Relational databases can handle graph structures. Some of them can even handle them moderately elegantly (as elegantly as a relational database gets!).
The key to general graph handling in relational databases is the recursive common table expression (RCTE), which basically lets you iteratively (not recursively, despite the name) expand a query over a set of rows, by combining a query which selects a root set of rows and a query which defines the neighbours of rows selected so far. The syntax is a bit clunky, but it’s general and powerful.
RCTEs are supported in PostgreSQL, Firebird, SQL Server, and apparently in DB2. Oracle has a different but equivalent construct; i have read that recent versions support proper RCTEs. MySQL does not support RCTEs. If you aren’t wedded to MySQL, i would urge you to consider using PostgreSQL, which is basically a much better database all round.
However, it sounds like you don’t need to support general graphs, just trees. In that case, there are more specific options open to you.

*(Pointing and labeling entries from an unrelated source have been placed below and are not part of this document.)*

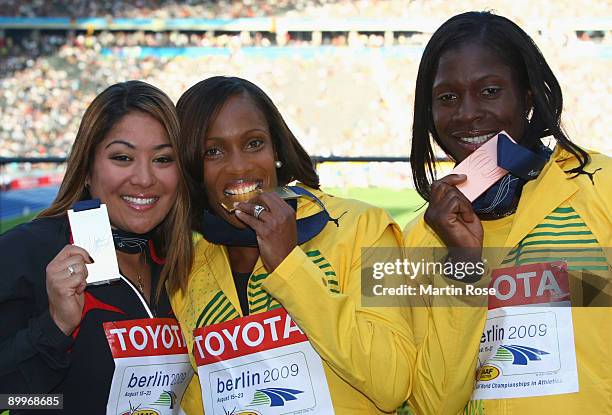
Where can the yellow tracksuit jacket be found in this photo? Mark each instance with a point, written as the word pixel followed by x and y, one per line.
pixel 555 196
pixel 368 354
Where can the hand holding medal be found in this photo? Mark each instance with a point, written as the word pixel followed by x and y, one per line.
pixel 274 222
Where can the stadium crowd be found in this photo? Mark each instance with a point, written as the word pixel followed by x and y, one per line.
pixel 352 100
pixel 208 9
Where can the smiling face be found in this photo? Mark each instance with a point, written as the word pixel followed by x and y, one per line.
pixel 134 173
pixel 238 155
pixel 475 95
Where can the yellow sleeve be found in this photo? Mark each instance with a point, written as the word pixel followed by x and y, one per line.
pixel 447 339
pixel 370 348
pixel 447 335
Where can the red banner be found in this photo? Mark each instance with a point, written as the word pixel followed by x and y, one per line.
pixel 145 337
pixel 540 283
pixel 244 336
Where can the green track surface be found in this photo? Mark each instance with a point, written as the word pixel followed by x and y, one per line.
pixel 402 205
pixel 5 225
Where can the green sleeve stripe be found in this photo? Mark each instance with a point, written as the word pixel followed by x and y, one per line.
pixel 555 250
pixel 259 300
pixel 563 217
pixel 564 210
pixel 561 242
pixel 588 268
pixel 256 309
pixel 557 234
pixel 571 260
pixel 210 304
pixel 219 314
pixel 562 225
pixel 232 313
pixel 259 277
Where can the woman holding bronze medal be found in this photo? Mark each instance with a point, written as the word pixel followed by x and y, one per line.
pixel 264 266
pixel 60 335
pixel 481 75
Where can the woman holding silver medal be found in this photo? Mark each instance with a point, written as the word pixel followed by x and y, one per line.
pixel 547 220
pixel 53 326
pixel 259 253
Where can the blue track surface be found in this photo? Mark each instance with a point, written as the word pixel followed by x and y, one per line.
pixel 15 203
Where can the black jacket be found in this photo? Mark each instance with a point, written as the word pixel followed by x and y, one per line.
pixel 35 355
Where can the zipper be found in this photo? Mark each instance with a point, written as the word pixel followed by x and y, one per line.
pixel 140 296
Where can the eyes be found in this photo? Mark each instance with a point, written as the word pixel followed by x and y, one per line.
pixel 123 158
pixel 489 92
pixel 216 151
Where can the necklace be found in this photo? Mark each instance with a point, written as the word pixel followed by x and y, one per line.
pixel 140 286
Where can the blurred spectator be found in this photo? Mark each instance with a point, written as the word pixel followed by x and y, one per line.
pixel 521 10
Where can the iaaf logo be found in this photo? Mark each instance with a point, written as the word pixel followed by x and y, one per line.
pixel 519 355
pixel 240 412
pixel 274 396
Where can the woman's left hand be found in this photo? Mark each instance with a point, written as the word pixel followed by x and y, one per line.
pixel 275 227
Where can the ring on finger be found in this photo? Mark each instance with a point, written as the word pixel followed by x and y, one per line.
pixel 258 210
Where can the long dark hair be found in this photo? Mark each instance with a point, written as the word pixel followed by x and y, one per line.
pixel 517 50
pixel 197 109
pixel 172 237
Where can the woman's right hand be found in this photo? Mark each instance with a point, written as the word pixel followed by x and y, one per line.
pixel 451 216
pixel 65 288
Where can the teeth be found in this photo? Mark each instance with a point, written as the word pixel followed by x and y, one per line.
pixel 242 189
pixel 478 139
pixel 139 200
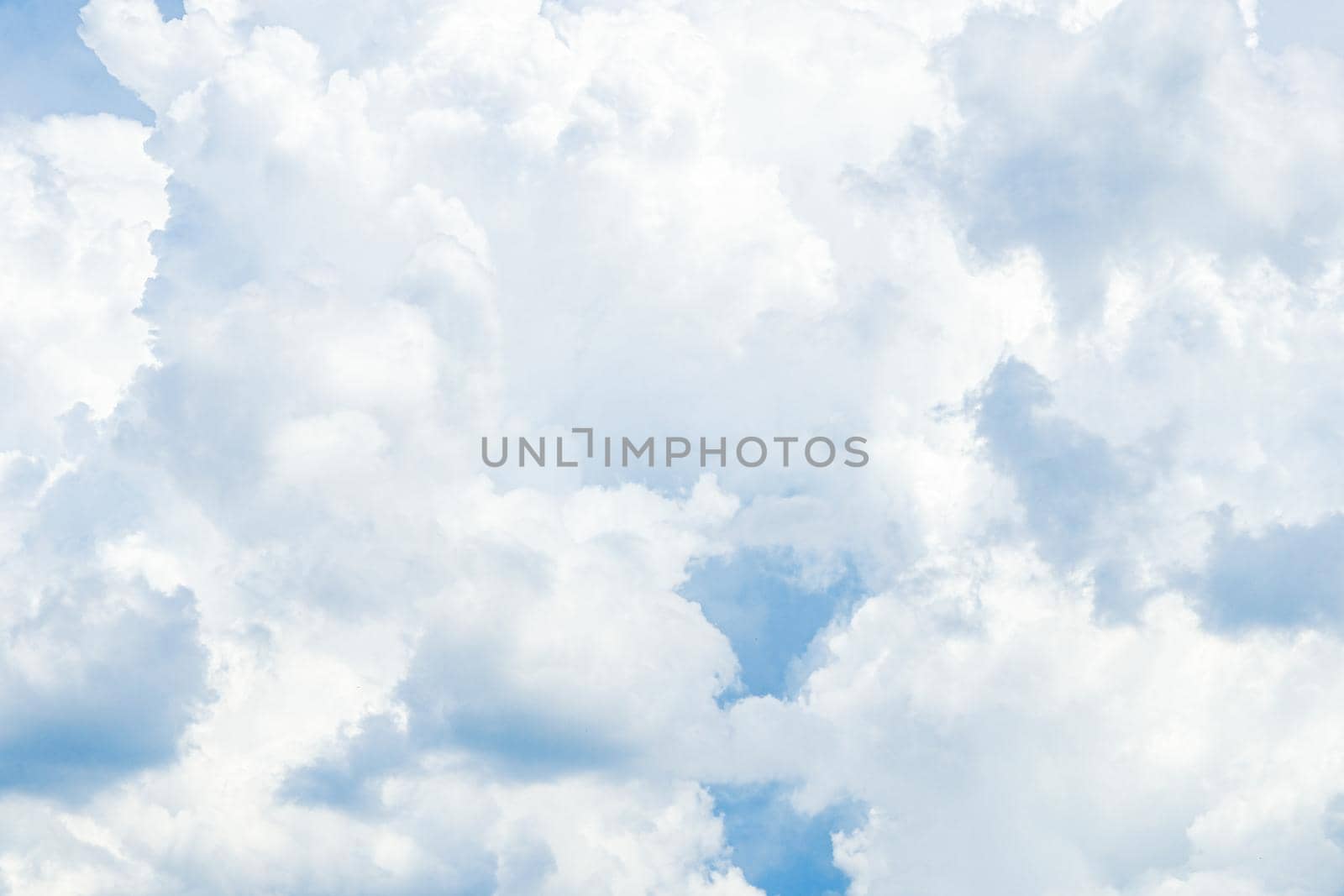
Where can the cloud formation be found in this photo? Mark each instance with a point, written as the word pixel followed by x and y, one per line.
pixel 1074 268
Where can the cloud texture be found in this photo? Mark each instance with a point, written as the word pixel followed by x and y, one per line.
pixel 1075 268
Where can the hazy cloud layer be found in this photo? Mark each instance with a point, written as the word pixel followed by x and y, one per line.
pixel 1073 266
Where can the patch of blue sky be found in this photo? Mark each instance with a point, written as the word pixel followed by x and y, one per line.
pixel 780 849
pixel 46 69
pixel 769 609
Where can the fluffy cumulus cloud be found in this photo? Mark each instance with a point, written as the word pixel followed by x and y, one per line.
pixel 1074 268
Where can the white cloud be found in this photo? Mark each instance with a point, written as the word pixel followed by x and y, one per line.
pixel 1073 268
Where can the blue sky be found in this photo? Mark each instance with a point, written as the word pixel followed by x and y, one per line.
pixel 269 271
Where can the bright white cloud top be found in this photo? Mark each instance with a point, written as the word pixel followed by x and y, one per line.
pixel 1075 268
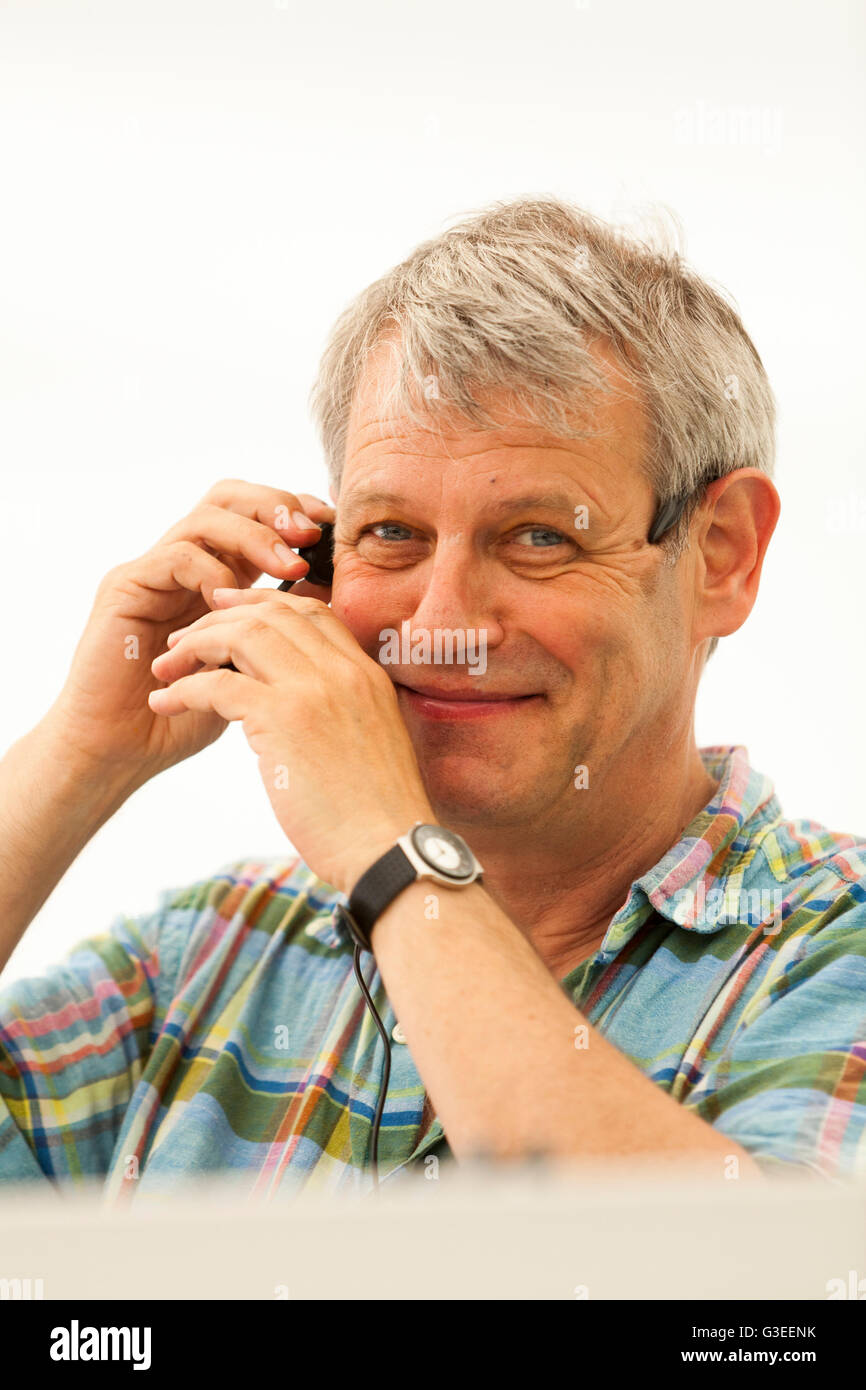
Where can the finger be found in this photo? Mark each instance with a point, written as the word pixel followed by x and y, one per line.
pixel 249 642
pixel 177 566
pixel 228 694
pixel 238 535
pixel 271 506
pixel 288 605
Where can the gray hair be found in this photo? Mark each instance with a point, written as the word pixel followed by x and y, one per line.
pixel 513 296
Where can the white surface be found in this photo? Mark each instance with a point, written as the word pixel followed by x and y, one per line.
pixel 193 191
pixel 471 1236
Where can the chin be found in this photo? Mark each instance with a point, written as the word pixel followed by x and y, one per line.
pixel 474 795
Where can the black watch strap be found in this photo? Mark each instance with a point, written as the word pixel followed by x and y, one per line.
pixel 374 891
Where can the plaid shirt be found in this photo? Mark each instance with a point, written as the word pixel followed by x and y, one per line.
pixel 225 1030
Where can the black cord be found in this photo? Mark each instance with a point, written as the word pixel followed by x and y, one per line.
pixel 377 1119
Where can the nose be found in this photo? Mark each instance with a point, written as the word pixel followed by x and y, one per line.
pixel 459 591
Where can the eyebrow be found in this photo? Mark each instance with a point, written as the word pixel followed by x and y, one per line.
pixel 546 501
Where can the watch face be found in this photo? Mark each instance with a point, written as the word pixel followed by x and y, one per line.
pixel 444 851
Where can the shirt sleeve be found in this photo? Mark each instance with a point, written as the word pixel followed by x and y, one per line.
pixel 74 1041
pixel 790 1087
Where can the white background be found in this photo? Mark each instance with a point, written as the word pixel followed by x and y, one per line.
pixel 191 192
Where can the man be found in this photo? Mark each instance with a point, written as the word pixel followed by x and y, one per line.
pixel 556 442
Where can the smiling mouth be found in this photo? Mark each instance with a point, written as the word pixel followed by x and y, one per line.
pixel 462 694
pixel 463 702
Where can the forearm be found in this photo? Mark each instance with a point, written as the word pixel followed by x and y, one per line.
pixel 50 806
pixel 494 1037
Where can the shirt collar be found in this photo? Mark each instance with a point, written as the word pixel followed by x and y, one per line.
pixel 709 852
pixel 712 854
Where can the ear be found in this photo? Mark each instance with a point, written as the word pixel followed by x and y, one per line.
pixel 734 527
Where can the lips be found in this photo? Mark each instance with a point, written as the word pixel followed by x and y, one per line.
pixel 464 694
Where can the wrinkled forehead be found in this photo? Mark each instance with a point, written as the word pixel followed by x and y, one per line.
pixel 444 452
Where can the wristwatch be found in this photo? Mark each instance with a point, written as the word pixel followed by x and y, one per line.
pixel 424 852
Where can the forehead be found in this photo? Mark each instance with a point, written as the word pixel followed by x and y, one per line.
pixel 384 446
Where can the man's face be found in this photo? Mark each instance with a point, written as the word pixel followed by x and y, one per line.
pixel 541 544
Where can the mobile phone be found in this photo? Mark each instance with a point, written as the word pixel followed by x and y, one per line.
pixel 320 558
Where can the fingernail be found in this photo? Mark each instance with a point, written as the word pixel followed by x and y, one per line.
pixel 287 556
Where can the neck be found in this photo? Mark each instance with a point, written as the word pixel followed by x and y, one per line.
pixel 565 877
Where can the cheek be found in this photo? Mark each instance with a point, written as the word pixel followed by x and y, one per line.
pixel 366 606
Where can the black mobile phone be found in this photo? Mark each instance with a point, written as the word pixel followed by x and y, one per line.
pixel 320 558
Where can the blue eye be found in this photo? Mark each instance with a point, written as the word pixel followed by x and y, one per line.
pixel 552 537
pixel 388 526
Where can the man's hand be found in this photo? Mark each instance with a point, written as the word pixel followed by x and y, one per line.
pixel 237 533
pixel 321 716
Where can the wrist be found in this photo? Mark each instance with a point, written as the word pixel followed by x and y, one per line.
pixel 374 843
pixel 95 784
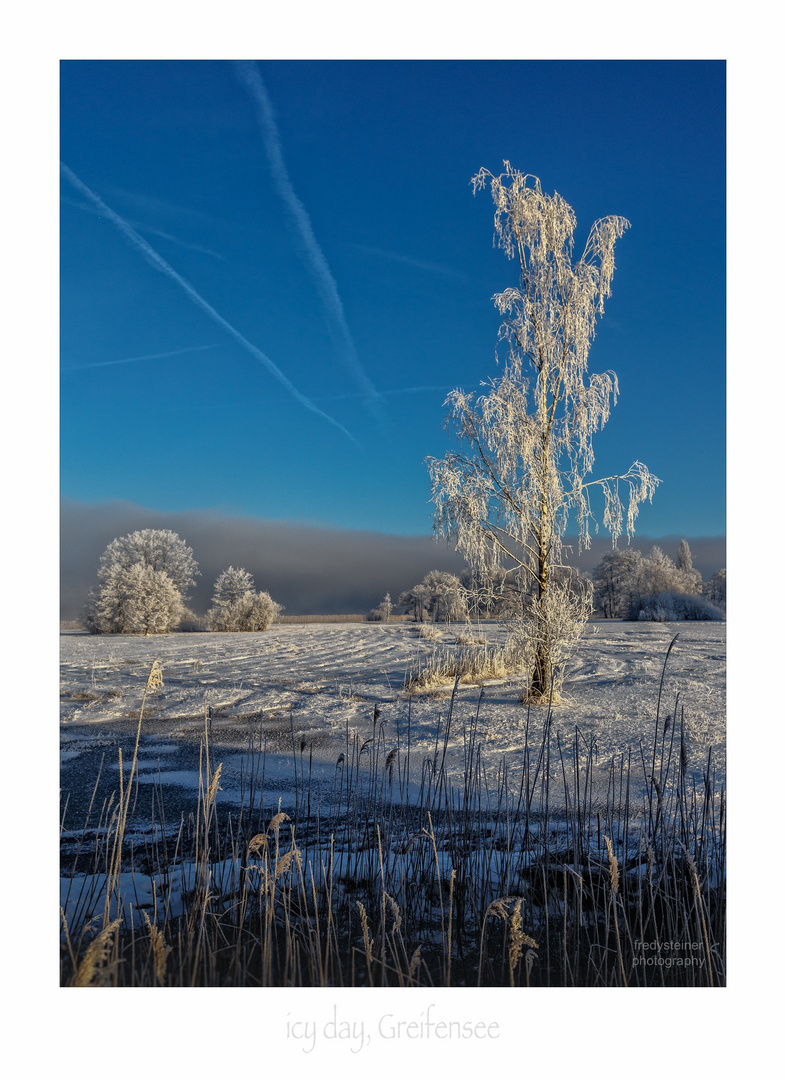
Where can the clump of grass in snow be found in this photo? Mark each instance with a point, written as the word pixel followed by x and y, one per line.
pixel 465 663
pixel 542 881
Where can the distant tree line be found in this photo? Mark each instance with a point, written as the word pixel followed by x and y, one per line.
pixel 632 585
pixel 144 579
pixel 625 584
pixel 143 582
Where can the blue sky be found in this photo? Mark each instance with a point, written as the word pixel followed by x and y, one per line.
pixel 272 274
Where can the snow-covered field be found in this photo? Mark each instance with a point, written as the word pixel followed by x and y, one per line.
pixel 307 691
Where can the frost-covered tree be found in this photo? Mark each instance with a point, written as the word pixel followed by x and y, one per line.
pixel 415 602
pixel 615 579
pixel 159 549
pixel 236 606
pixel 526 446
pixel 715 589
pixel 141 582
pixel 439 597
pixel 382 611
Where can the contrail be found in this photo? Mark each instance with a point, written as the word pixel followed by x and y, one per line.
pixel 383 393
pixel 136 360
pixel 317 264
pixel 160 264
pixel 149 228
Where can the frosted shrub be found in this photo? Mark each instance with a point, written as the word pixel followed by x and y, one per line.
pixel 135 601
pixel 676 607
pixel 141 582
pixel 238 607
pixel 382 611
pixel 542 640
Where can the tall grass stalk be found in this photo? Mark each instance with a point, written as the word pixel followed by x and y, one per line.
pixel 538 872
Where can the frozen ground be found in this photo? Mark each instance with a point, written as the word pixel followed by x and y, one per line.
pixel 307 691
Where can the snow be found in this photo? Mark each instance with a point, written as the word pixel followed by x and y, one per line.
pixel 306 691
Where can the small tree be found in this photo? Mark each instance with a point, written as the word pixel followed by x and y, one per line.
pixel 414 602
pixel 715 589
pixel 526 446
pixel 236 606
pixel 141 582
pixel 615 579
pixel 382 611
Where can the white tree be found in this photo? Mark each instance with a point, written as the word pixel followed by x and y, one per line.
pixel 615 579
pixel 526 446
pixel 141 579
pixel 382 611
pixel 690 578
pixel 236 606
pixel 715 589
pixel 159 549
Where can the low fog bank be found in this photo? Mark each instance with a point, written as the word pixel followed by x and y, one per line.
pixel 311 569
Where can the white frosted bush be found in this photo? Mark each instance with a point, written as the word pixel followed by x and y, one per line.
pixel 238 607
pixel 141 582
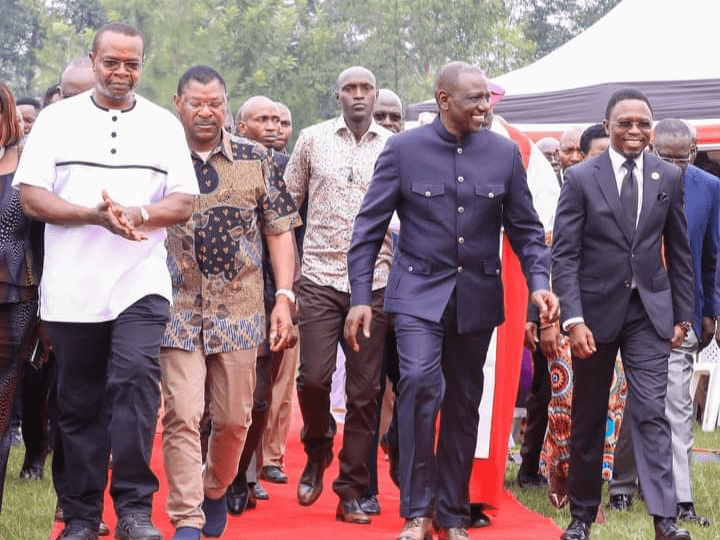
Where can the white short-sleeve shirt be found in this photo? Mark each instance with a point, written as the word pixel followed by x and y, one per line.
pixel 138 156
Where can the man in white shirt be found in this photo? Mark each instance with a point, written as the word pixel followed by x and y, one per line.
pixel 107 171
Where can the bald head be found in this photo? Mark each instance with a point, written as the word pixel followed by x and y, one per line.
pixel 355 92
pixel 570 152
pixel 259 120
pixel 388 110
pixel 78 77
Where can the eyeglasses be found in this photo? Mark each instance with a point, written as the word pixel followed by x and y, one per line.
pixel 675 161
pixel 625 125
pixel 196 105
pixel 114 65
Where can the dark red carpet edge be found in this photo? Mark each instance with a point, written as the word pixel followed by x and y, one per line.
pixel 282 518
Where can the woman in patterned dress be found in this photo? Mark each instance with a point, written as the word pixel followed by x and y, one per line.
pixel 20 263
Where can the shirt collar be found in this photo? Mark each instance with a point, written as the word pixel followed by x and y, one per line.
pixel 341 125
pixel 617 160
pixel 223 147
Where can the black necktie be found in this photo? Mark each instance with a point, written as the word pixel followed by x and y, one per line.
pixel 628 193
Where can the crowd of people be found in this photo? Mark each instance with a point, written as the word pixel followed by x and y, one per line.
pixel 193 259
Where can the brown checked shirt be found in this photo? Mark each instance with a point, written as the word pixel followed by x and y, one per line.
pixel 335 170
pixel 215 258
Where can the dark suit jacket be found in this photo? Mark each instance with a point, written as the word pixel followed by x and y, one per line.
pixel 452 200
pixel 596 252
pixel 702 207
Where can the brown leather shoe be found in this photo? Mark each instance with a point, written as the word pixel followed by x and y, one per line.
pixel 454 533
pixel 310 485
pixel 349 511
pixel 416 529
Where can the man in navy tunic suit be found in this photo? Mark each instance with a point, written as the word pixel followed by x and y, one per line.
pixel 454 186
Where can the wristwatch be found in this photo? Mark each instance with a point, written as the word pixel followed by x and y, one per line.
pixel 286 293
pixel 144 216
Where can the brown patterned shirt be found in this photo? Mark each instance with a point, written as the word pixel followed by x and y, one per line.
pixel 215 258
pixel 335 170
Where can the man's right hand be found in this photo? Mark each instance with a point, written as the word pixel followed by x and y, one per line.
pixel 582 342
pixel 358 317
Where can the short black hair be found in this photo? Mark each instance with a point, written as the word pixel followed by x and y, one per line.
pixel 29 101
pixel 672 128
pixel 118 28
pixel 596 131
pixel 623 95
pixel 201 74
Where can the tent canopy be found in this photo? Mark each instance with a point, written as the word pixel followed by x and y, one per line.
pixel 663 48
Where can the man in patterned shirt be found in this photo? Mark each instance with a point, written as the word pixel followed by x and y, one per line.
pixel 332 164
pixel 217 320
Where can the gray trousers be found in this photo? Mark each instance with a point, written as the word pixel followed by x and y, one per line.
pixel 678 409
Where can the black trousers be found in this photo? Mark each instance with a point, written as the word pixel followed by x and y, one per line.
pixel 537 415
pixel 108 388
pixel 322 312
pixel 440 370
pixel 645 359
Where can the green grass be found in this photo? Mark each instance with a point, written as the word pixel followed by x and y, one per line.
pixel 635 524
pixel 28 507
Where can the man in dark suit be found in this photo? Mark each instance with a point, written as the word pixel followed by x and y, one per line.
pixel 453 185
pixel 615 213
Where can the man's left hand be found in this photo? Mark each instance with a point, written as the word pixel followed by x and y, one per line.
pixel 708 331
pixel 548 305
pixel 283 334
pixel 678 338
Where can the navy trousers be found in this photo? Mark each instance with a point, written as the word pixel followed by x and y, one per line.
pixel 108 388
pixel 440 370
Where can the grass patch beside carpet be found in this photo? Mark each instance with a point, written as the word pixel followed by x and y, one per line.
pixel 635 524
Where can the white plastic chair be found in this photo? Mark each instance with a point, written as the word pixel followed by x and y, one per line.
pixel 704 365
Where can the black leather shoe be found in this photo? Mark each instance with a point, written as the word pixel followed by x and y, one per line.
pixel 619 502
pixel 349 511
pixel 478 518
pixel 273 474
pixel 666 529
pixel 78 533
pixel 136 527
pixel 370 505
pixel 236 496
pixel 577 530
pixel 260 493
pixel 393 455
pixel 686 512
pixel 310 486
pixel 528 480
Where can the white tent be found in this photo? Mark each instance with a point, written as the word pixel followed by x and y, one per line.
pixel 665 48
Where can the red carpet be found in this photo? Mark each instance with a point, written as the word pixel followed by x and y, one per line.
pixel 282 518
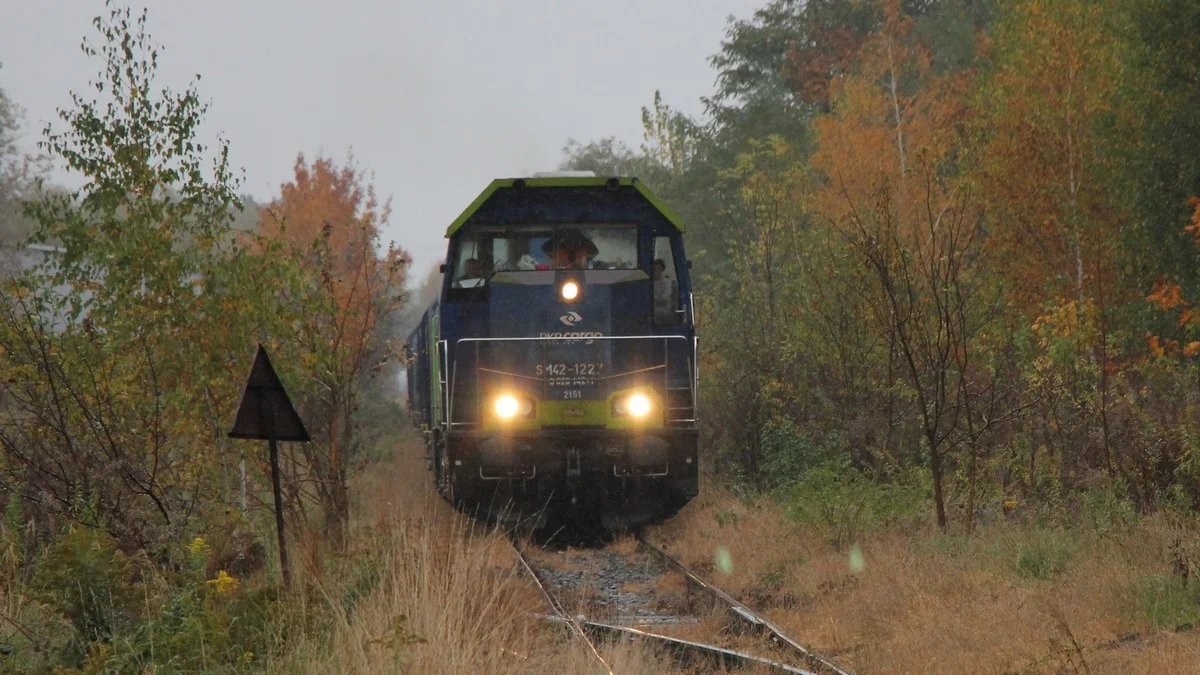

One is the classic but rather mindbending nested sets.
A simpler one is to store a path with each row: this is a string which represents the row’s position in the tree, and has the property that the path for a node is a prefix of the path for any subnode, which lets you very efficiently do various queries about ancestry (“is node A a child of node B?”, “what is node A and node B’s lowest common ancestor?”, etc). For example, you could construct a path for a row by walking the tree from the root, and joining the IDs of the rows encountered on the way with slashes. This is simple to construct, but does take care to maintain if you rearrange the tree. With a path column, you can restrict a query to a given tree simply by adding
and path like '23/%', where
23 is the root’s ID.
So, although a graph database is probably the best way to store and query graph data, it is not the only option, and i would suggest you weigh the advantages of using one against the advantages of having all your data in a single database.
I’m mostly with Binary Nerd on this, but would like to add a variation. You could store the live data in Neo4j and then extract the data you need for statistics/reporting and put into MySQL. For searches I’d go with the Neo4j-Lucene integration if that fits your needs.
You can improve the query by using IN:
SELECT * FROM items WHERE item_id IN (45, 345435, 343, 78, 4522, 676, 443, 4255, 4345)
It is also not entirely true that relational databases are bad at storing tree structures. Certainly MySQL is missing some functionality which would make it easier, but most other databases support it well. Oracle has
CONNECT BY. Most of the mainstream RDBMS have some form of recursive queries – MySQL being a notable exception. Perhaps you could take a look at PostgreSQL and see if that meets your needs?